The amount of memory allocated to the guest-vbox during installation is the minimum necessary for compiling Ruby, Gems, and Rails. Based on your application needs, after installation you may wish to reduce or increase the amount of memory allocated to your guest-vbox. If that is the case, after installation of a guest-vbox, you can use the Vagrantfile directive vb.memory to change the amount of allocated memory. For more information, see the Vagrantfile documentation.

Storage Usage

VirtualBox will dynamically increase the size of the guest-vbox Ubuntu Server virtual disk drive as you add new files into its file system. The maximum virtual disk drive size of this guest-vbox Ubuntu Server is 40GB. This limit was set by the original developer of the Ubuntu Server 16.04 VirtualBox image; it cannot be changed by the user.

Provisioning

Provisioning is a process during which all of the components needed for the vagrant-ruby-rails guest-vbox are downloaded, built, and placed into the vagrant-ruby-rails guest-vbox. By default, Vagrant executes this time-consuming provisioning of the guest-vbox only the first time "vagrant up" is executed. Subsequent "vagrant up" commands will fetch the previously provisioned image from host local storage, rather than redundantly provisioning the guest-vbox every time "vagrant up" is executed.

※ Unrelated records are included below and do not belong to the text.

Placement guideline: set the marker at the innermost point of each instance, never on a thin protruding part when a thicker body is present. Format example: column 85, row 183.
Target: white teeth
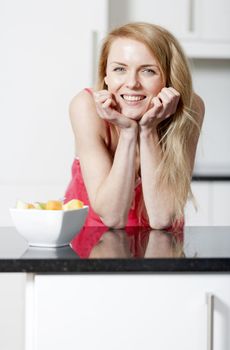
column 133, row 98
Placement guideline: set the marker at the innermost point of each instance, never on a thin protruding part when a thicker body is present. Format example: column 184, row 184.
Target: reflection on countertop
column 134, row 249
column 132, row 242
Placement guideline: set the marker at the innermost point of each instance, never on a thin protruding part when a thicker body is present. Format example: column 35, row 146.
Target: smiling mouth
column 133, row 98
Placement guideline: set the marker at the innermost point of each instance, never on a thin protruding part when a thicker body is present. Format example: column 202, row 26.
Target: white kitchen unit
column 130, row 312
column 48, row 55
column 201, row 214
column 203, row 26
column 212, row 198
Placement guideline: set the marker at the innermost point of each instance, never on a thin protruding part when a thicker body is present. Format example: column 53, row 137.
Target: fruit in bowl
column 51, row 223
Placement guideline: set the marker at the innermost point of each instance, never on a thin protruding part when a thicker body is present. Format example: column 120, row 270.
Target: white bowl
column 48, row 228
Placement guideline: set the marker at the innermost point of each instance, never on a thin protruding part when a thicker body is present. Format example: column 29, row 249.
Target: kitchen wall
column 211, row 76
column 47, row 57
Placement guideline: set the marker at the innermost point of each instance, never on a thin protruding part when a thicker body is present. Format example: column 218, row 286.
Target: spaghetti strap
column 89, row 91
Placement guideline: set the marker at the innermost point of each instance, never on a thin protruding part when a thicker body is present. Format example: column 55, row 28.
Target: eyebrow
column 142, row 66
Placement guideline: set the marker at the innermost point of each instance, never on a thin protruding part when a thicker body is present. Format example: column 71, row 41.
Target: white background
column 45, row 59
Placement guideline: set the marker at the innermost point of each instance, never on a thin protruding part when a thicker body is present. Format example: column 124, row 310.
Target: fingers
column 104, row 98
column 169, row 98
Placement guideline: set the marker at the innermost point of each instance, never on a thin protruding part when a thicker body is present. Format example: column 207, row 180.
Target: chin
column 132, row 114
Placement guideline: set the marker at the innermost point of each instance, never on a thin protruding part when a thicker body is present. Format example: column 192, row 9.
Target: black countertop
column 197, row 249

The provisioning file is the Vagrantfile. Inspect the Vagrantfile, and notice the provisioning commands which are located at the end of the file, following the "config.vm.provision" directive. Notice that these are typical GNU/Linux-style commands which you might use on a command line or in a Bash shell script. By understanding how the Vagrant-specific directives, and the Bash-type commands work together, you can easily change the default versions of the components installed, or add/remove components, as desired.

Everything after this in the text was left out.